Kehilangan seorang sahabat adalah salah satu bagian menyakitkan dalam hidup.

"ENGGAK! ANAKKU BELUM MATI! ANAKKU MASIH HIDUP!"

"KALIAN PEMBOHONG! JEONGWOO-KU NGGAK AKAN PERNAH PERGI!"

"JEONGWOO! MAMA DISINI! AYO PELUK MAMA! JEONGWOO!"

Lamunan Haruto buyar, jauh disana, seorang wanita paruh baya dengan tampilan yang begitu berantakan menangis meraung mencoba melewati jejeran polisi yang mengamankan tempat kejadian. Haruto mengenalnya,

Dengan langkah cepat Haruto menghampiri wanita itu. Perasaan yang begitu campur aduk menghiasi relung hatinya, apa yang harus ia lakukan? Apakah ia harus meminta maaf kepadanya karena gagal menjaga sang putra?

Haruto berhenti tepat dihadapan wanita paruh baya itu, menampilkan wajah lunaknya dengan air mata yang sudah mengumpul di pelupuk. Menunggu reaksi wanita itu yang kini tiba-tiba terdiam menatapnya.
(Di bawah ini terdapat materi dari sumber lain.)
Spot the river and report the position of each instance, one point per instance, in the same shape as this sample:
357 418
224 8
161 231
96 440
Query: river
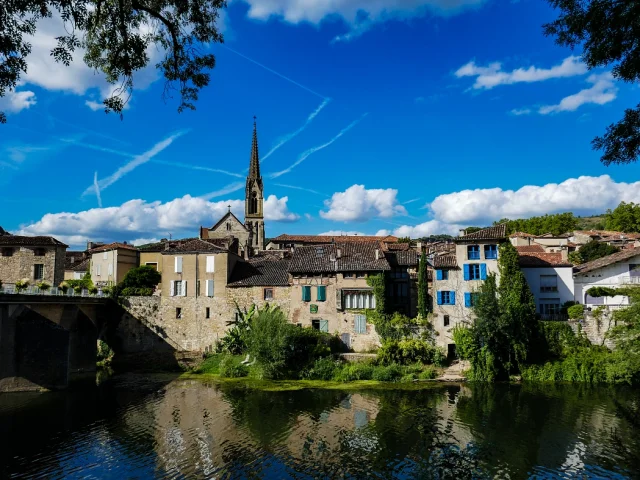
135 426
"Nak Haruto... Jeongwoo dimana?" tanya wanita itu lirih.

Pecah sudah air mata Haruto. Dibawanya ibu dari sahabatnya itu ke dalam pelukannya. Berkali-kali memberikan permohonan maaf atas kesalahan yang tidak ia lakukan. Entahlah, rasa bersalah begitu ia rasakan kala melihat air mata di wajah wanita ini.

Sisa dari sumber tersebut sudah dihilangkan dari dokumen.